We fear that things are going to fall apart.

   Fear that we are disasters as Christians, ruining our children and families.

Fear that we are not going to have the things we need for comfort and happiness.

   Fear that if we obey God, going to lose out.

Fear ultimately that God is not in control, that some other forces are.


But what does Luther bring to bear against that fear?  The truth.

   The truth of what Jesus has done for us and what he promises to do.

It is taking the truth and pressing it into your life, using it in fight against

   your doubts, against accusations and confusion that makes you unafraid.


And it is by living your life in the conscious presence of Jesus,

   seeking his protecting presence,

   praying, lead me not into temptation and deliver from evil,

   that you can say in truth, I have nothing to fear.


Flip side to this, if you are not afraid simply because

   you don’t pay any attention to spiritual things. 

Don’t really think you have an enemy who is against you, family, church.

   Don’t really think a shark is luring in the canal—then you should be afraid.

   Bible says that the enemy is a roaring lion, seeking whom he will devour.


Or if your fearlessness does not rest on Jesus Christ himself,

   his work on the cross and his continued protection—

   then you are foolish and open to the attacks of the devil.

So be fearless—but make sure your fearlessness rests on Christ alone.

   If you are fearful this morning for any reason—

   come back again and again to your strong Savior, Jesus Christ.

Look at Him.  Look at the way he deals with these demons with a word.

   Know that he is for you.



The Harlem Globetrotters traveled around the world

   and delighted audiences with their basketball skills and comedy. 

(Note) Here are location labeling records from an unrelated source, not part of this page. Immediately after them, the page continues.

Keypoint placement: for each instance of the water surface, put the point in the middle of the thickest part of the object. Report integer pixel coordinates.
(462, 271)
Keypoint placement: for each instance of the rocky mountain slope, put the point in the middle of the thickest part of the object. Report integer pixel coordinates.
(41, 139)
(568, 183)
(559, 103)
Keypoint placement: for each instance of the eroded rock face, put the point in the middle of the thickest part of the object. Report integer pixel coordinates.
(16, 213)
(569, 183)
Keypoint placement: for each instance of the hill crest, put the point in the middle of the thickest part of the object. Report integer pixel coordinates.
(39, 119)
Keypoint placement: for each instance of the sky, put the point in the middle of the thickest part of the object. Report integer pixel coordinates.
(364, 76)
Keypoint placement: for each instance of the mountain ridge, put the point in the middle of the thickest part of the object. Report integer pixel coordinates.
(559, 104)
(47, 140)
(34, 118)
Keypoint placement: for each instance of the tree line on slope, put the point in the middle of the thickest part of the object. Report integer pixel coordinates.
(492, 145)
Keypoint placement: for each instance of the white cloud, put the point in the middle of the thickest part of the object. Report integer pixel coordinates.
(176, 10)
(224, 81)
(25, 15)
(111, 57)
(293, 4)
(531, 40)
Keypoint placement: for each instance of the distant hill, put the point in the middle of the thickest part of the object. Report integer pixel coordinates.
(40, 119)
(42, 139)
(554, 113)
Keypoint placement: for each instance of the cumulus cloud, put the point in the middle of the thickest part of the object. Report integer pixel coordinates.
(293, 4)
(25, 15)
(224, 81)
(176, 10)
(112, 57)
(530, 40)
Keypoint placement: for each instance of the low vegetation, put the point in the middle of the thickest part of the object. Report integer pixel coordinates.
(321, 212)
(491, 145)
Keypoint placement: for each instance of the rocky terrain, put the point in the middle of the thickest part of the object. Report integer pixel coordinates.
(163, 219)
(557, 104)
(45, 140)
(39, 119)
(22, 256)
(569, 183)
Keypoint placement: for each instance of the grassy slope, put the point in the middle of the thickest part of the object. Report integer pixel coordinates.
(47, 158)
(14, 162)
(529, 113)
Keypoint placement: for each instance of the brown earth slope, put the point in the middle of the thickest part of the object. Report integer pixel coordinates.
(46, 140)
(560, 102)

But for the Globetrotters to do their thing

   they had to have somebody to play against.


So there was this other team called the Washington Generals.

   The Generals would often go with Globetrotters to play against them.

And the Generals would lose.  They were supposed to lose,

   because they were just the backdrop for the Globetrotters

   to display their basketball prowess.


The Devil and his demons are the Washington Generals.

   All their resistance, all the bad things they bring against Christians,

   are simply an opportunity for Jesus to display his greatness.

He has demonstrated his greatness through his victory on the cross.

   He continues to show it throughout this Gospel age,

   as he helps his people resist all kinds of attacks that the Devil brings.


That’s the message of this first public battle between Jesus the demons.

   Jesus has won, there is still fighting to be done—

   but do not fear, fight the good fight as you look to your strong Savior.